On Monday, investors and industry observers woke up to the speculation that Tesla Inc (TSLA) may get moving in China sooner than expected after the automaker registered a new subsidiary in Shanghai.
During the company's quarterly conference call earlier this month, management told investors that a location for its Gigafactory in China would be decided on shortly. Aside from the Gigafactory, many investors are anticipating Tesla building a production plant in China for its automobiles as well.
These comments also came shortly after China said it would relax its policies on factory ownership there. In previous years, automakers like Ford Motor Co (F) and General Motors Co (GM) had to form joint venture (JV) partnerships with local manufacturers to build auto plants in the country.
The laws did not allow for GM, Ford and others to own more than 50% of these factories, with the other half behind owned by the JVs. Given how large the Chinese economy is though, the automakers felt it was a worthwhile sacrifice. Now that China is lifting those requirements, some investors felt that GM and others would buyout their JV partners to control 100% of the venture.
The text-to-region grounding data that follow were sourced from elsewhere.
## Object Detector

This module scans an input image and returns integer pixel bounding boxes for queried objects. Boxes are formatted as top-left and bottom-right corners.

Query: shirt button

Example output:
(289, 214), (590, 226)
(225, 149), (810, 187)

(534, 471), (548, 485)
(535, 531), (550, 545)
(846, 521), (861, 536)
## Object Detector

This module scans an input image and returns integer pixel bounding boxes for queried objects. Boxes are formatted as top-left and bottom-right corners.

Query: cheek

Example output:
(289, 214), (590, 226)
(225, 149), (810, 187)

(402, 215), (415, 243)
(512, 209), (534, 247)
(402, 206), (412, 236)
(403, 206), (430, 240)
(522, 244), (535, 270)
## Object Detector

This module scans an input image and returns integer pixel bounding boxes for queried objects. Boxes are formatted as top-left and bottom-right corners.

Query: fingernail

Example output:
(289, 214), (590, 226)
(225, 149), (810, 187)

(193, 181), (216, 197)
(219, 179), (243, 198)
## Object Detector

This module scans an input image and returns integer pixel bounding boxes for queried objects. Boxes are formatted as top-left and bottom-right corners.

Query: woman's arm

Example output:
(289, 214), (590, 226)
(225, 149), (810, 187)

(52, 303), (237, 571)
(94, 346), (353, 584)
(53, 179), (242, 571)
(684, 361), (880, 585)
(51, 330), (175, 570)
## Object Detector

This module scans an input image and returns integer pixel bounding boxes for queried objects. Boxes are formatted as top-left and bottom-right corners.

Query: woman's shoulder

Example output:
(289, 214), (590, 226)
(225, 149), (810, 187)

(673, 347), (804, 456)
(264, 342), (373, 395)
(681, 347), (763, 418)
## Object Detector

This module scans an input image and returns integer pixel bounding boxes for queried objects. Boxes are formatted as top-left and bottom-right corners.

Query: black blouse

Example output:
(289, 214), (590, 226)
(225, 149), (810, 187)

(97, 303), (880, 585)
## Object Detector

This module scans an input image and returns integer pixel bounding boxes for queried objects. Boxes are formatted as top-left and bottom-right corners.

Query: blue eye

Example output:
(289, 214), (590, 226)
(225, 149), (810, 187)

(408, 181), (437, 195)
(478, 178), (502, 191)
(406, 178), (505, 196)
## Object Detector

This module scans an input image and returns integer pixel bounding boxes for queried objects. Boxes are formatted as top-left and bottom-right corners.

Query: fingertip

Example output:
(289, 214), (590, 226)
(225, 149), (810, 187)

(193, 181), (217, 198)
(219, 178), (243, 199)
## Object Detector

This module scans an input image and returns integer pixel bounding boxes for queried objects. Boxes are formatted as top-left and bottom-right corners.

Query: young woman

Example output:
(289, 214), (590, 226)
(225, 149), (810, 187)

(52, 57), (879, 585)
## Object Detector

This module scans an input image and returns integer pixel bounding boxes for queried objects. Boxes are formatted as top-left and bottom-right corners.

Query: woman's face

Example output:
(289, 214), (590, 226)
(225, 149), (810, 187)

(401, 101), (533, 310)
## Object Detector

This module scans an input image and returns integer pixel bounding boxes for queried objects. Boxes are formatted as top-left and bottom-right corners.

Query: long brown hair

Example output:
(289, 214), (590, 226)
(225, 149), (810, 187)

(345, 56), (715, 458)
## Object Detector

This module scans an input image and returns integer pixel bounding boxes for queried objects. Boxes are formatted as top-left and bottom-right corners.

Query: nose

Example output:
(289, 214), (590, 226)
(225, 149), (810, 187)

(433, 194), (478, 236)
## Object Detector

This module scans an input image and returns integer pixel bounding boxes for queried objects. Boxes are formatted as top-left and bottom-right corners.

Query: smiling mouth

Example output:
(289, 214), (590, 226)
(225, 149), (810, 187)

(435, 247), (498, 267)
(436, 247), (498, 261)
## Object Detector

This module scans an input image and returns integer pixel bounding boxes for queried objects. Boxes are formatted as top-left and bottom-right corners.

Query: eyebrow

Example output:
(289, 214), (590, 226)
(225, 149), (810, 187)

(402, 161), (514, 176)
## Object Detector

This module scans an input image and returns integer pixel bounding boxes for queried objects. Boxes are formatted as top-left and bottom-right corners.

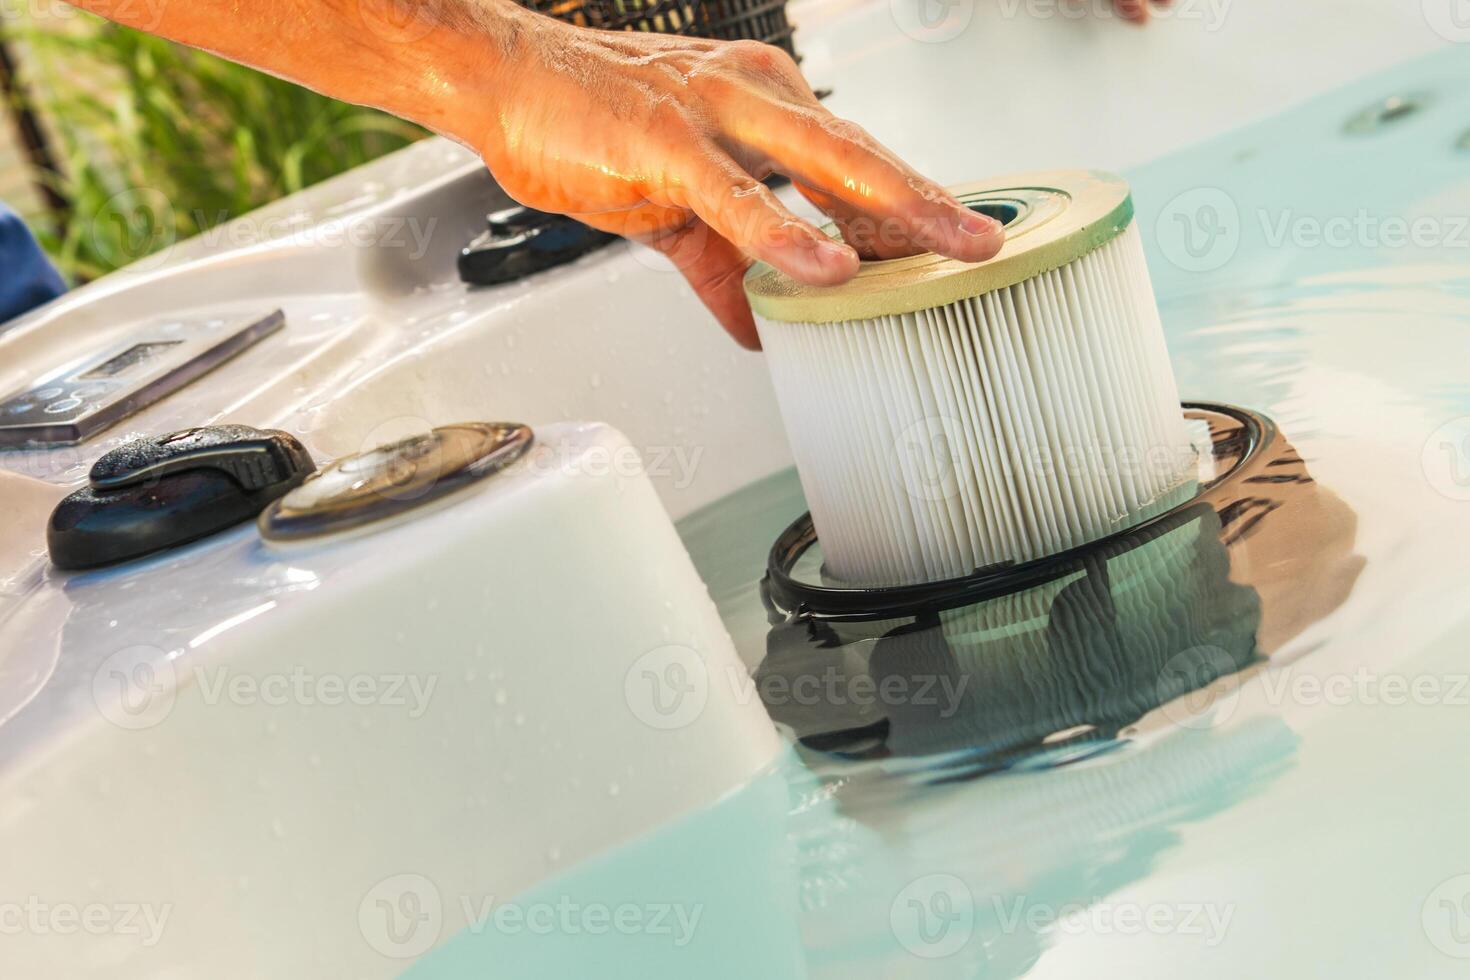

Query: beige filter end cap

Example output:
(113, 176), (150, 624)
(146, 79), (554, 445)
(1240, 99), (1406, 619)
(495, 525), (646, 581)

But that's not in GM's plans, with the automaker saying it would not look to buy out its JV partners, and that its growth in China is because it's working with trusted partners. Further, the automaker "will continue to work with our partners to provide high-quality products and services to consumers."
Tesla in China
The good news for Tesla? It can own 100% of its venture in China. But as much opportunity as that presents, it also presents financial and execution risk. The automaker has already shown how vulnerable it is from a manufacturing perspective as the Model 3 turned into "production hell." And that's coming from its Fremont factory in the U.S. where it already produces two other vehicles.
Of course, Tesla could learn from its execution and production errors of the past when it comes to China, but management has proven time and time again to over-promise and under-deliver. Who's to say they won't again? Worth mentioning is that going at it alone in the U.S. is what caused so many issues with the Model 3, rather than seeking help and mopping the competition.
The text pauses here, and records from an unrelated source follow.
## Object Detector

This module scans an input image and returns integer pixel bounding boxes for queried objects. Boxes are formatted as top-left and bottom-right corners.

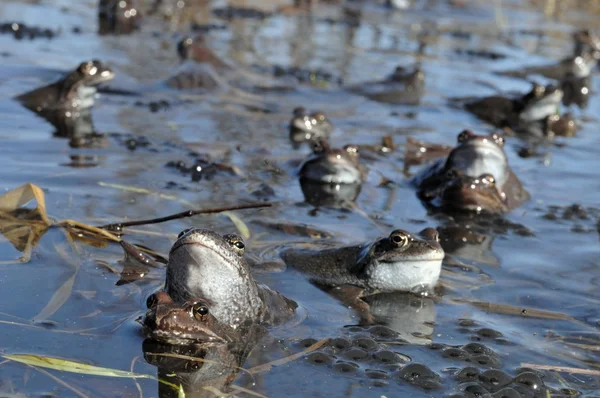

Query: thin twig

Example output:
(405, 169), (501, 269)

(97, 203), (273, 231)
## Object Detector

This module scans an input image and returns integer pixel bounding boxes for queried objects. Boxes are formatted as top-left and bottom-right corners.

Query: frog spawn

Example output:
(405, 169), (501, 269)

(297, 326), (436, 390)
(291, 320), (578, 397)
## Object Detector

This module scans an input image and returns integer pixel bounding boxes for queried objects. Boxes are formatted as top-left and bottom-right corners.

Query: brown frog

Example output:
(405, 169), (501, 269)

(143, 290), (236, 345)
(411, 130), (529, 211)
(436, 172), (509, 214)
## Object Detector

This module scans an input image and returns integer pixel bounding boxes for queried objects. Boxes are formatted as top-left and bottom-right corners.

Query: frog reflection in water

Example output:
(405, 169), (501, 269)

(462, 83), (575, 137)
(164, 228), (297, 329)
(412, 130), (529, 212)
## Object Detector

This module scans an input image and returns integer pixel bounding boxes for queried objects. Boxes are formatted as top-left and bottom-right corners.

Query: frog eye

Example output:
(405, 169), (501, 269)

(457, 129), (474, 143)
(532, 84), (545, 97)
(224, 234), (245, 255)
(344, 145), (359, 156)
(177, 37), (194, 59)
(78, 61), (97, 76)
(389, 230), (410, 248)
(177, 228), (194, 239)
(312, 112), (326, 122)
(192, 303), (210, 321)
(146, 294), (158, 309)
(491, 134), (504, 147)
(480, 174), (495, 185)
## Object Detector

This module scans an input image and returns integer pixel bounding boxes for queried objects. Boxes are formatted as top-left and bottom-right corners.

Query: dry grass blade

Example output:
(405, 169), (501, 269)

(222, 211), (251, 239)
(0, 183), (53, 261)
(33, 239), (82, 322)
(564, 342), (600, 352)
(2, 354), (156, 380)
(60, 220), (121, 243)
(0, 183), (51, 225)
(521, 363), (600, 376)
(231, 385), (268, 398)
(247, 338), (329, 374)
(98, 182), (195, 207)
(33, 273), (76, 322)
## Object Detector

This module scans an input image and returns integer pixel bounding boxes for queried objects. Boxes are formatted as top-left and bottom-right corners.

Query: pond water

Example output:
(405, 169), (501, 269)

(0, 0), (599, 397)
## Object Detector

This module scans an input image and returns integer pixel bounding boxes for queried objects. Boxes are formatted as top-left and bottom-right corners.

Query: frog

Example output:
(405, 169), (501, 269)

(164, 228), (298, 329)
(143, 290), (236, 345)
(346, 65), (425, 105)
(410, 129), (529, 211)
(279, 228), (445, 295)
(15, 60), (114, 115)
(289, 107), (334, 146)
(461, 83), (569, 137)
(298, 140), (364, 185)
(434, 172), (510, 214)
(498, 29), (600, 81)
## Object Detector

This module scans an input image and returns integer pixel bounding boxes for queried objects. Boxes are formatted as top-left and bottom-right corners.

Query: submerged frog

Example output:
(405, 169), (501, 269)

(16, 60), (114, 114)
(280, 228), (445, 294)
(411, 130), (529, 211)
(346, 65), (425, 105)
(143, 290), (235, 345)
(164, 228), (297, 329)
(462, 83), (571, 137)
(289, 107), (334, 146)
(299, 140), (364, 185)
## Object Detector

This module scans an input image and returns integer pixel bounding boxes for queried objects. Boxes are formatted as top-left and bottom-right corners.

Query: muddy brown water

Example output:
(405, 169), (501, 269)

(0, 0), (599, 397)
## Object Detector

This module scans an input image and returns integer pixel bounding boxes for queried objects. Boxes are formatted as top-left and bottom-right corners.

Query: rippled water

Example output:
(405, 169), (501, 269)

(0, 0), (599, 397)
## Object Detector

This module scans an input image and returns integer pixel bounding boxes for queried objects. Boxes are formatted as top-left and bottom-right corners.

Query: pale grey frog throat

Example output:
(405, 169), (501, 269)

(450, 143), (508, 187)
(166, 242), (263, 329)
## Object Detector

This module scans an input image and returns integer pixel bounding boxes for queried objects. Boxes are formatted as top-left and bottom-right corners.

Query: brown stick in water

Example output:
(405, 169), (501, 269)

(97, 202), (273, 231)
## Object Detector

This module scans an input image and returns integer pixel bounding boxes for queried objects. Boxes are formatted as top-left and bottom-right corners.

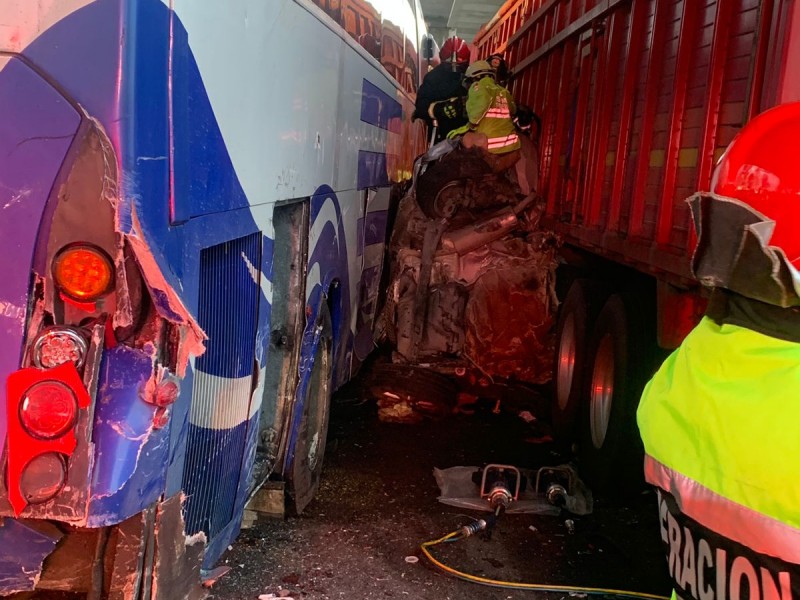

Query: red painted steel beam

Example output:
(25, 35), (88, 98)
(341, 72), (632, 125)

Additionally, there's the worry about cost. Building or buying a factory, staffing it and running it isn't cheap. Just look at how much strain the company's current overhead is putting on Tesla's balance sheet.
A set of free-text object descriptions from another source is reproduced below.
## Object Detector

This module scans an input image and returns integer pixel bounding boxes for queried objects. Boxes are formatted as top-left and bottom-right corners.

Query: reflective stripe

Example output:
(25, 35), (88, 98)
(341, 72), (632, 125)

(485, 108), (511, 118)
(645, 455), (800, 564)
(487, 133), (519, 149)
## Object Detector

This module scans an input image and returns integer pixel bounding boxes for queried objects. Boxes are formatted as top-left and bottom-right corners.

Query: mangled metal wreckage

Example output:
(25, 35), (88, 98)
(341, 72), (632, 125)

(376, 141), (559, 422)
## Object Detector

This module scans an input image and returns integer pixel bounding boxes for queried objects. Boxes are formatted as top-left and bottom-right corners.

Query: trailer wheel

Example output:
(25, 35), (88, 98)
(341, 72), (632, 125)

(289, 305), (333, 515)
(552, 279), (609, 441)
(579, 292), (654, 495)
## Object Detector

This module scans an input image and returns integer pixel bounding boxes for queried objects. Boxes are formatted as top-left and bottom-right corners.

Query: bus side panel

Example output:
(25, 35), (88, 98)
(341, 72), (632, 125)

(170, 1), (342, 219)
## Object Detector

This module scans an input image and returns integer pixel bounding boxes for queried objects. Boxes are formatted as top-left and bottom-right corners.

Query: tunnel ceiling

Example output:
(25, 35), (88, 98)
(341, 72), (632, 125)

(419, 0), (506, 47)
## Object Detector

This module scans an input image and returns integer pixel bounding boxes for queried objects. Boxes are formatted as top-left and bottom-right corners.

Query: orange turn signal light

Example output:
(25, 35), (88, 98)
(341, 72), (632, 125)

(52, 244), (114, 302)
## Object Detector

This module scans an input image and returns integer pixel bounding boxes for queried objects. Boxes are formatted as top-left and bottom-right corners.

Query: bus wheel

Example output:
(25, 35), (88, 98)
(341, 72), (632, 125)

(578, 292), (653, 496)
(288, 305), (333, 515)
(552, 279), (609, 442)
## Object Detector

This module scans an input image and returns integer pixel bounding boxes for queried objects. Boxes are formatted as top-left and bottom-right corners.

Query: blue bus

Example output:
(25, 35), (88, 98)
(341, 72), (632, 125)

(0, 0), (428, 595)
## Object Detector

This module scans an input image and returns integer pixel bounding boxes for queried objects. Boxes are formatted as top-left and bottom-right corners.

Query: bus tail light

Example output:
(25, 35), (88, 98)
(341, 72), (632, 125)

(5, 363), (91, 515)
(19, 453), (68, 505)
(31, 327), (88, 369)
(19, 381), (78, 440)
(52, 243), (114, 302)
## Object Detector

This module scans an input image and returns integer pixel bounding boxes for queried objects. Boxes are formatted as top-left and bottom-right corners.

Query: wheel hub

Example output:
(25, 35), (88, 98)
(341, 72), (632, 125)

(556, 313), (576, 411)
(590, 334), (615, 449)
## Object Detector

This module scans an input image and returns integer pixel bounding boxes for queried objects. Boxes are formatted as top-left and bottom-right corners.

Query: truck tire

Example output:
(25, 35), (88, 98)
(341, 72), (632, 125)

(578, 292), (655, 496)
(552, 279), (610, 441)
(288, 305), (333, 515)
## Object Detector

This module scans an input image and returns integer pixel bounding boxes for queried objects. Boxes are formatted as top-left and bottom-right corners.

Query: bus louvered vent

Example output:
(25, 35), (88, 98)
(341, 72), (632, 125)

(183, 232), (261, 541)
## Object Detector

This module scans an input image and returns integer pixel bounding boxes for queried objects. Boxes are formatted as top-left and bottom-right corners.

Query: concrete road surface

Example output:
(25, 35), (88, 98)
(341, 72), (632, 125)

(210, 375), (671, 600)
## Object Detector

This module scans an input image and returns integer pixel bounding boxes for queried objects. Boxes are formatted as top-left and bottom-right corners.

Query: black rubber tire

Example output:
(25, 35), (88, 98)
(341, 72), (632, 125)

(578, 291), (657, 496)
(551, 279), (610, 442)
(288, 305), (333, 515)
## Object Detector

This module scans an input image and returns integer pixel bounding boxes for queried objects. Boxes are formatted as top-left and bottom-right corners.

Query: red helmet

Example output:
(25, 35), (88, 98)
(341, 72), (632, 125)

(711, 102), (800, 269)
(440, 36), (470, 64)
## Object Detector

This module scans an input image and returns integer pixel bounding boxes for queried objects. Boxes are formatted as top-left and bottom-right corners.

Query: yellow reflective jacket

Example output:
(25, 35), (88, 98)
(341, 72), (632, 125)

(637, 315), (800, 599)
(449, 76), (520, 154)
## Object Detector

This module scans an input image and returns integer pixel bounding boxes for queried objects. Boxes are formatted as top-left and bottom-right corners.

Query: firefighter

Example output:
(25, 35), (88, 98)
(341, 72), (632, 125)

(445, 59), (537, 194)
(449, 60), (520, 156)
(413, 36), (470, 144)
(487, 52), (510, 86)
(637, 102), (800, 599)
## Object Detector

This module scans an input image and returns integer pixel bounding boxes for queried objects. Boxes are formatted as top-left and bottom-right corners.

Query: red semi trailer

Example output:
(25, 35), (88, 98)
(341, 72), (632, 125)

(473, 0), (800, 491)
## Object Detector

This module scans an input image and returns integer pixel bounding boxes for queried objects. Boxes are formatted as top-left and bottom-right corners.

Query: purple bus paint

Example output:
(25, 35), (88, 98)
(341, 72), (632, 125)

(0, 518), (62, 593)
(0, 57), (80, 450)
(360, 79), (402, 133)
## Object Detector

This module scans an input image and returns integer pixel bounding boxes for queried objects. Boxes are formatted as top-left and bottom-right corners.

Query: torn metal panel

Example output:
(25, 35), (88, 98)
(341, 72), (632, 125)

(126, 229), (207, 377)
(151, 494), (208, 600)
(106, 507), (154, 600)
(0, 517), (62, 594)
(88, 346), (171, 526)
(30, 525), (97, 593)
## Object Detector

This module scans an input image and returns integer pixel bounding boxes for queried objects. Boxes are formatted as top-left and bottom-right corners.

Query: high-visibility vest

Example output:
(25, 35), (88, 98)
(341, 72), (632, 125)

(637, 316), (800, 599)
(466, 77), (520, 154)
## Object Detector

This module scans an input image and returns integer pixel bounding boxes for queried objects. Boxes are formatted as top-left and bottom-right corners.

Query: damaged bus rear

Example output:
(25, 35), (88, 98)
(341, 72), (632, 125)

Cash fell to $2.7 billion in the quarter, down from $3.4 billion in the previous quarter. Debt swelled to $10.8 billion from $10.3 billion. With further cash bleed and gross margin pressures this quarter, the financial situation will become direr before it gets better.
CEO Elon Musk still stands by his statement that Tesla will be profitable and cash flow positive in the third and fourth quarter of this year. If that's the case, Tesla's potential in China is wide open. If the automaker can fund its ambitious vehicle plans in the U.S. while simultaneously supporting its growth initiatives, the bulls have a real case to be made for buying the stock.
Those are a lot of "ifs" though, and low-probability ones at that.
So when looking at Tesla's opportunity in China, maybe a joint venture wouldn't be such a bad thing after all. There would be concerns on Tesla's part, certainly, such as sub-100% ownership, its technology being shared, etc.
But it's either that or potentially raising capital. Because it's unlikely the Model 3 will contribute to the bottom line in the short-term the way some bulls believe and with its debt and cash levels each moving in the wrong direction, China seems like a pipe dream at the moment.
That's even as electric vehicle sales continue to boom in the country.
It's clear Tesla has a significant opportunity in China. The question is whether the company can get to the level of execution, profitability and financial levels required to pursue it.